Un agent conversationnel entraîné sur du français standard ou de l'arabe littéraire ne comprend pas ces messages. Il répond à côté, ou déclare ne pas comprendre. Dans les deux cas, le client passe à autre chose.

C'est le point où la plupart des projets de relation client automatisée échouent au Maroc — pas sur la technologie, sur la langue réelle des utilisateurs.

Pourquoi c'est techniquement difficile

Il n'existe pas d'orthographe normée. Le même mot s'écrit de plusieurs façons selon la personne, la région, l'habitude.
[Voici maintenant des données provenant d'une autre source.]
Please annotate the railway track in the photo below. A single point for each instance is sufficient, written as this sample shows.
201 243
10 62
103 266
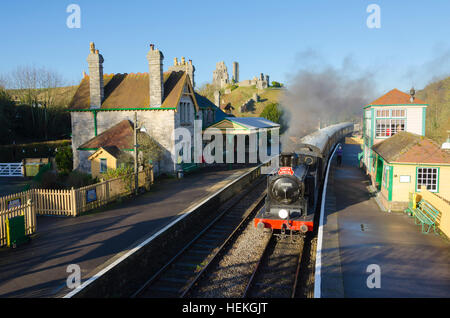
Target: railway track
277 273
178 277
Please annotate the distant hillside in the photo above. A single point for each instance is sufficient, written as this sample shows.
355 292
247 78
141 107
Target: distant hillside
240 95
62 95
437 96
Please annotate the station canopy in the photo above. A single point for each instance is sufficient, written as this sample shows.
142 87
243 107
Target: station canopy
243 125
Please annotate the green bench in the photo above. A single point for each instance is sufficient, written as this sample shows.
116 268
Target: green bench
426 215
189 167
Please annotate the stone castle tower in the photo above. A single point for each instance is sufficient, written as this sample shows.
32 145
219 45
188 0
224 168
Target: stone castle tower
220 75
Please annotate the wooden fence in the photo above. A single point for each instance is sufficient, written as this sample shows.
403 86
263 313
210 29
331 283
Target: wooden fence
27 210
66 202
11 169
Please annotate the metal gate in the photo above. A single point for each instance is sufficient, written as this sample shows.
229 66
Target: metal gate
14 169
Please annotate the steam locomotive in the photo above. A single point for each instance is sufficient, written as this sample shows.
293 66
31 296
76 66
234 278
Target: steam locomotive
293 187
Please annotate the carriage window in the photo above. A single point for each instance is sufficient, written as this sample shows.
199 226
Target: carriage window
287 161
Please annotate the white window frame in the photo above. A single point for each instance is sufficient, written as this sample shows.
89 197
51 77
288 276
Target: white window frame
105 160
429 177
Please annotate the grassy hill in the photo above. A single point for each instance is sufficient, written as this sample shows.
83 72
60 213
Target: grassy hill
61 95
240 95
437 96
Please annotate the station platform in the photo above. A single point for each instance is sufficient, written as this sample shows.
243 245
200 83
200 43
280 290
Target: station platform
357 233
94 240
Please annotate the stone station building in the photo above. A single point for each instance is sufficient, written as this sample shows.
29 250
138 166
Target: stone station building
162 100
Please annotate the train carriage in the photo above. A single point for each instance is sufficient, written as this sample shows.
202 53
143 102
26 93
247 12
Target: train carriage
292 189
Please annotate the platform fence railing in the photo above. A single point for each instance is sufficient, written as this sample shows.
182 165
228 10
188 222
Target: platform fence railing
71 202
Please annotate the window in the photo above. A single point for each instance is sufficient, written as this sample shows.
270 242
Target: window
386 176
398 113
382 112
103 166
427 177
389 127
185 112
393 121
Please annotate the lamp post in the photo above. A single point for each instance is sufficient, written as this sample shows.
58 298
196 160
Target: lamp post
136 173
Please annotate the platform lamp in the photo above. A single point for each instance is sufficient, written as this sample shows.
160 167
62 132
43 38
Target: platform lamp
137 127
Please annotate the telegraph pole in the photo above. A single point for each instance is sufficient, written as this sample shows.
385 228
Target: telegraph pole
136 173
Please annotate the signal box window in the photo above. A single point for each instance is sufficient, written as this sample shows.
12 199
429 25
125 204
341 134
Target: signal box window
103 166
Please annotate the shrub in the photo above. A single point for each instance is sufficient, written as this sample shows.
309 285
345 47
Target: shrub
125 173
272 113
78 179
276 84
64 159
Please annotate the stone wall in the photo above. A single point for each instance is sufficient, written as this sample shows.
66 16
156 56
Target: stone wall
220 75
82 130
160 125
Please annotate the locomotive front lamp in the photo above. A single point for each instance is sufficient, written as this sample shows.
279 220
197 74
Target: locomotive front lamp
283 213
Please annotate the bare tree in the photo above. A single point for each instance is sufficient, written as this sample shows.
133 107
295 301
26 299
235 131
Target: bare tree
37 88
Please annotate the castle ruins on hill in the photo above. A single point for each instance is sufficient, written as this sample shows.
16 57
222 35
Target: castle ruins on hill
221 78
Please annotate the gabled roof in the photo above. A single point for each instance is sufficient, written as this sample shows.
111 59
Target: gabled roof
405 147
204 102
396 97
132 91
119 136
244 123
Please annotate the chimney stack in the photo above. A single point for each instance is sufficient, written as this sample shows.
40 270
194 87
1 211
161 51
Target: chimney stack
217 98
95 62
190 69
155 64
412 92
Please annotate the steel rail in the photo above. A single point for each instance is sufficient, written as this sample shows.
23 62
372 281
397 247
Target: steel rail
257 267
252 210
194 240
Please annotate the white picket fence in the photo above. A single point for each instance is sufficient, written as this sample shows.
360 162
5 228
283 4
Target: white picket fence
14 169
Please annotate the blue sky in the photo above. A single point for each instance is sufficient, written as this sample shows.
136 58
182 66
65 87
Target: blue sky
411 47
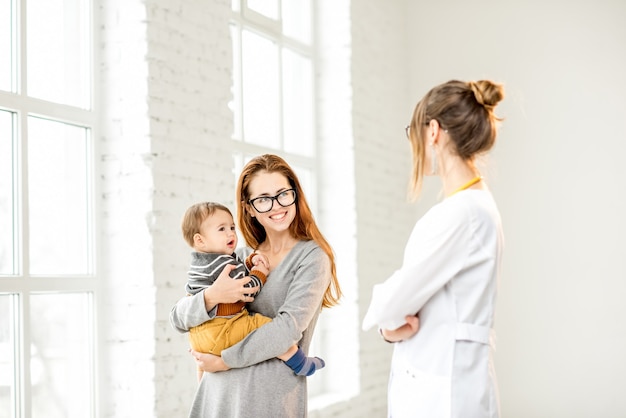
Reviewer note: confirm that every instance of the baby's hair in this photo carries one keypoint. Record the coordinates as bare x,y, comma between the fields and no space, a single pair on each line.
195,215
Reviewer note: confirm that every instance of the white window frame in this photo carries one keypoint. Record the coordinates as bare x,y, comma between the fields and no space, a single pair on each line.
22,285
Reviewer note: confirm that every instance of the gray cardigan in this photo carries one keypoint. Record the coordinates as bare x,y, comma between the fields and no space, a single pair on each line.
258,384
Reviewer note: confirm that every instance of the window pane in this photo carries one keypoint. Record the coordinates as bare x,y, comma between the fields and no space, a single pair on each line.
6,56
7,254
61,355
260,91
58,198
268,8
298,103
297,19
8,362
58,51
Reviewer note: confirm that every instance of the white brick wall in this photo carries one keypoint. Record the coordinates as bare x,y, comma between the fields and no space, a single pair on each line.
165,144
165,84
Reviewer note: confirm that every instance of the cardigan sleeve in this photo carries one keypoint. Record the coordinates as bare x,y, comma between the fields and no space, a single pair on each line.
435,252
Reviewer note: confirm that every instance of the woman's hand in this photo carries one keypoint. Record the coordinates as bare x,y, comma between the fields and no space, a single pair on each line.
405,332
227,290
209,362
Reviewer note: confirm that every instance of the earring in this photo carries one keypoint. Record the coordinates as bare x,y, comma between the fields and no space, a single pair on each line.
433,160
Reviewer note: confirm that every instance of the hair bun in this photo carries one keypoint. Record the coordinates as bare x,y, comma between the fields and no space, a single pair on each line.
487,92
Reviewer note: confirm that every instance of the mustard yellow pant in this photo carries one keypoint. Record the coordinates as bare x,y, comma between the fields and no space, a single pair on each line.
220,333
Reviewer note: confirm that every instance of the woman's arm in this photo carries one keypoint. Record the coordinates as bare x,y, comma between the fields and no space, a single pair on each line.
436,251
302,302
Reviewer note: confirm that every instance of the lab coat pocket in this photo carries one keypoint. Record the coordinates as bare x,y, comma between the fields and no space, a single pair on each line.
415,393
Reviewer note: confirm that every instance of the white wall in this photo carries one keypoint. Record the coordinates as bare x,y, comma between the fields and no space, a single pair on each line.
556,173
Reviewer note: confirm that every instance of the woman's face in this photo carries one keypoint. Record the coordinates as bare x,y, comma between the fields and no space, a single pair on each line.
266,184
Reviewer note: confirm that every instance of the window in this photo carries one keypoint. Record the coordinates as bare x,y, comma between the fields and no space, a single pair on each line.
47,246
273,103
274,84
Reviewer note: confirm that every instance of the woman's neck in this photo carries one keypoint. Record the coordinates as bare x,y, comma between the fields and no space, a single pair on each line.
460,175
278,243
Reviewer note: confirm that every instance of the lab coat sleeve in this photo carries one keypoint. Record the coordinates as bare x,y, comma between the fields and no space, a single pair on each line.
435,252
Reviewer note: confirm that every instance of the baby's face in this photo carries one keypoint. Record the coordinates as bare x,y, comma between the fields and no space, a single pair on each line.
217,234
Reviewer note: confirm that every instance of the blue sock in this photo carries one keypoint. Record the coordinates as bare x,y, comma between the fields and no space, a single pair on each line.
303,365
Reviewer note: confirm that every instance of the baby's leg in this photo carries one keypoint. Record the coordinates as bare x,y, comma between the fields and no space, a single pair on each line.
299,363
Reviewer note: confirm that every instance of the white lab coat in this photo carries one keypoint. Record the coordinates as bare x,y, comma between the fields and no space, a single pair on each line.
449,275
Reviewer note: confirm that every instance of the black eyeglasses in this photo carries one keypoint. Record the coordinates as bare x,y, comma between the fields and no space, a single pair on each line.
264,204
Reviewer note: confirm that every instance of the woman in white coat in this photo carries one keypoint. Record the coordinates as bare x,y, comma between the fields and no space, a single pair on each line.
438,308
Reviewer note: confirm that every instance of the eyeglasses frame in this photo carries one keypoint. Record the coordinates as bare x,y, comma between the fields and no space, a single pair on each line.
274,199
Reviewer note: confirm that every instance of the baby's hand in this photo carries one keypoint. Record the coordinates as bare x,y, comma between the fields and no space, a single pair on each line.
260,260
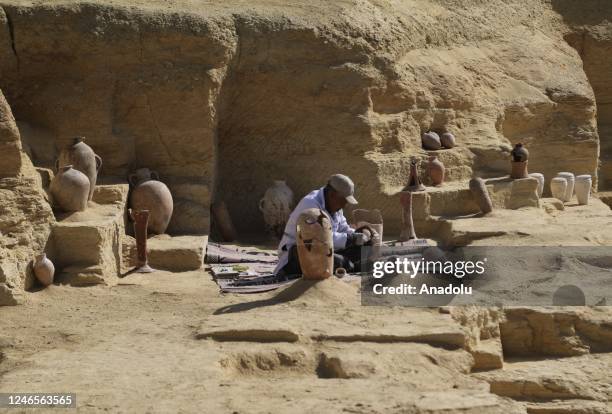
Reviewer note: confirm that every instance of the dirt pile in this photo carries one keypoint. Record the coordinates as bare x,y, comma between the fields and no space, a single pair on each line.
25,214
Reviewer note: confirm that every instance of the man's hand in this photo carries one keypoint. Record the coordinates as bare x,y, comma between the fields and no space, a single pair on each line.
359,239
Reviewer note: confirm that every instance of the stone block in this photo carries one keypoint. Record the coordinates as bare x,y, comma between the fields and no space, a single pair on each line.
513,193
87,243
176,254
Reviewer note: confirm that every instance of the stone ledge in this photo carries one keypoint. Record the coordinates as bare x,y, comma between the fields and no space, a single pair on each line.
176,254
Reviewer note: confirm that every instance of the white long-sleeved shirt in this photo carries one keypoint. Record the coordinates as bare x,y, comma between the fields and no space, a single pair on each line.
315,199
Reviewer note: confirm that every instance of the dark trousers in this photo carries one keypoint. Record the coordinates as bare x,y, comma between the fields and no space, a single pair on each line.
348,258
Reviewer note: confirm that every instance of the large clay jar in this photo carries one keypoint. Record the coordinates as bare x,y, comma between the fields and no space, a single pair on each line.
276,206
43,269
520,153
540,178
583,188
70,189
436,170
82,158
315,244
151,194
519,169
569,190
558,187
447,140
481,195
431,141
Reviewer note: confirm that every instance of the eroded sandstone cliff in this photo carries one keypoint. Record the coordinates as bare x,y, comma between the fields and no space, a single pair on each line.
222,97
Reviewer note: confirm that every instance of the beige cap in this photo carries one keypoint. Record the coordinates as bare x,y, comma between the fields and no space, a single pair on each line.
344,186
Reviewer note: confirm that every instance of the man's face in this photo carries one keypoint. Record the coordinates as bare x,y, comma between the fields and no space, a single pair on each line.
336,202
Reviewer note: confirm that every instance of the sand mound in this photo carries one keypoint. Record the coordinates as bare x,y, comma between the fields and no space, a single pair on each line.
332,290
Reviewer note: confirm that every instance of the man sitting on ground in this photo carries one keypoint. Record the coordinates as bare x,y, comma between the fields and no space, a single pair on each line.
331,199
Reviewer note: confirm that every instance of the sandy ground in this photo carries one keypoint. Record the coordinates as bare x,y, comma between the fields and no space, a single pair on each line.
133,348
170,342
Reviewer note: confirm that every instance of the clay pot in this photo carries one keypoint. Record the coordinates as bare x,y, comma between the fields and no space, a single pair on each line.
540,178
407,232
519,170
223,221
276,206
481,195
82,158
70,189
414,183
431,141
152,195
373,220
315,244
583,188
569,191
447,140
520,153
558,188
436,170
43,269
141,220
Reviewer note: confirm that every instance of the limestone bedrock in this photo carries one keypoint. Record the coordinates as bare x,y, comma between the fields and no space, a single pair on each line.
223,97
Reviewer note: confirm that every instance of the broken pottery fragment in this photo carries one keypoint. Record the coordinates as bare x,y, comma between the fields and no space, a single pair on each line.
315,244
481,195
152,195
82,158
70,189
276,206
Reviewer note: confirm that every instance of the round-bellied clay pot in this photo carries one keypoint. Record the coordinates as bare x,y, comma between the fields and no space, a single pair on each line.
43,269
540,178
558,188
481,195
519,169
436,170
431,141
448,140
520,153
70,189
151,194
583,188
276,206
82,158
569,190
315,244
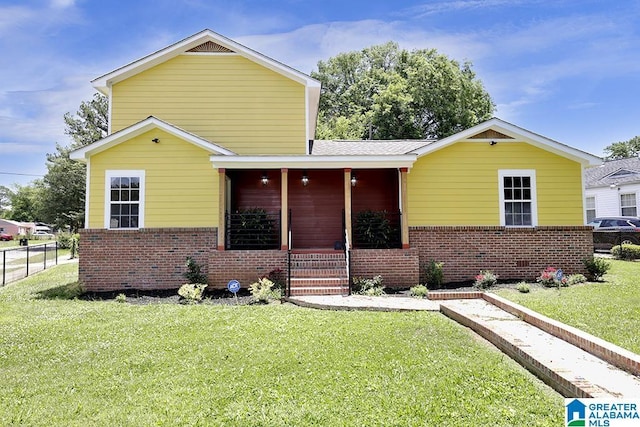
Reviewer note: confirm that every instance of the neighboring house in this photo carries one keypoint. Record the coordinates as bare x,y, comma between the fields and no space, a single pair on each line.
16,228
612,189
211,155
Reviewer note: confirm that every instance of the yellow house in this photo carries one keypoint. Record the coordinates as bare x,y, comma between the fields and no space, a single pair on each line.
211,155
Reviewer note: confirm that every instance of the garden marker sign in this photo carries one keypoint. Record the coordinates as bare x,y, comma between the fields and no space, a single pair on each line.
234,286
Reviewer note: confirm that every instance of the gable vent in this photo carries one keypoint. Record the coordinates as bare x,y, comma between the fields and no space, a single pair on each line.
490,134
210,47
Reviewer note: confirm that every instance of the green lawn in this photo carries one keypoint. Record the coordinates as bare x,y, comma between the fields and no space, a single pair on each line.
76,363
609,309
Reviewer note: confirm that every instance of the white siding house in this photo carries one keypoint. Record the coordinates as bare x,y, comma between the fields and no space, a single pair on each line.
613,189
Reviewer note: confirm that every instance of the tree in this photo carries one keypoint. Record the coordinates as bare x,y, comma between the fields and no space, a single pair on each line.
63,195
384,92
623,149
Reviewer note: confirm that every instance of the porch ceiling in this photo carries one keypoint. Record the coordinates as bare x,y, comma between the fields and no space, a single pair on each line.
314,162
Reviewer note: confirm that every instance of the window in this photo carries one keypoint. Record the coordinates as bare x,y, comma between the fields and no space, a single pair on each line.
517,198
124,199
590,204
628,204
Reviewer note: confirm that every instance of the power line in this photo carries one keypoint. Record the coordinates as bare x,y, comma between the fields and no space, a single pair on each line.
16,173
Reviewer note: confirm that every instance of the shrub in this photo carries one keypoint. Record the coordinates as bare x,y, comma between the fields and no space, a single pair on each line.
194,272
366,286
485,280
596,267
549,278
261,290
434,275
626,252
191,293
574,279
419,291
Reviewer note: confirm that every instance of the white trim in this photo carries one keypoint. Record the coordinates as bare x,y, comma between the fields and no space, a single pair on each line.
517,133
139,128
169,52
531,173
313,162
114,173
Un système qui reconnaît des formes écrites échoue systématiquement.

L'alphabet alterne. Latin, arabe, parfois les deux dans un même message. Les chiffres remplacent des lettres qui n'ont pas d'équivalent latin — le 3, le 7, le 9 sont des consonnes, pas des nombres.

Le code-switching est permanent. Une phrase commence en darija, continue en français, se termine en darija. Le changement peut intervenir au milieu d'une proposition.

Les corpus d'entraînement sont pauvres. Les grands modèles ont été entraînés massivement sur de l'anglais, du français, de l'arabe littéraire. La darija écrite y est marginalement représentée, et souvent mal.

Ce qui fonctionne

Travailler sur le sens, pas sur la forme. Les embeddings représentent le sens d'un passage indépendamment de son orthographe. C'est ce qui permet de rapprocher deux formulations écrites différemment mais qui demandent la même chose. Un système fondé sur des mots-clés ou des expressions attendues ne peut pas y arriver.

Calibrer sur des conversations réelles. C'est la différence déterminante entre un agent qui comprend vos clients et un agent qui comprend un manuel. Les vraies conversations contiennent les vraies formulations, les vraies fautes, les vrais raccourcis. Nous partons systématiquement de l'historique du client.

Accepter l'incertitude et transmettre. Sur un message ambigu, l'agent ne devine pas : il demande une précision ou passe la main. Un agent qui répond de travers à un message qu'il a mal compris fait plus de dégâts qu'un agent qui transmet.

Répondre dans la langue du message. Un client qui écrit en darija et reçoit une réponse en français standard perçoit un décalage. La réponse doit s'aligner sur le registre du message.

Ce qui ne fonctionne pas

La traduction préalable. Traduire le message en français avant de le traiter perd l'essentiel : les nuances, l'intention, le registre. Et la traduction automatique de la darija écrite est elle-même peu fiable.

Les listes de synonymes. Écrire toutes les variantes possibles d'un mot est un travail sans fin, et il faut recommencer à chaque nouvelle formulation.

Les arbres de décision. Un chatbot à branches pré-écrites suppose qu'on peut anticiper les formulations. C'est faux en français ; c'est encore plus faux en darija.

L'aspect vocal

À l'oral, le problème est différent et plus difficile. La reconnaissance de la parole en darija est moins mature que le traitement du texte, et la variabilité régionale s'ajoute à celle du vocabulaire.

Notre position est de le dire plutôt que de le masquer : sur le vocal en darija, les résultats sont plus inégaux qu'à l'écrit. Nous cadrons les usages en conséquence, en commençant par des interactions simples et structurées — orientation, prise de rendez-vous — plutôt que par de la conversation libre.

Conclusion

La darija écrite n'est pas un détail de localisation. C'est la langue réelle d'une part importante de la relation client au Maroc, et c'est un problème technique que les solutions internationales ne traitent pas — parce que leur marché principal est ailleurs. C'est précisément là qu'un acteur local a un avantage qui ne se rattrape pas par le budget.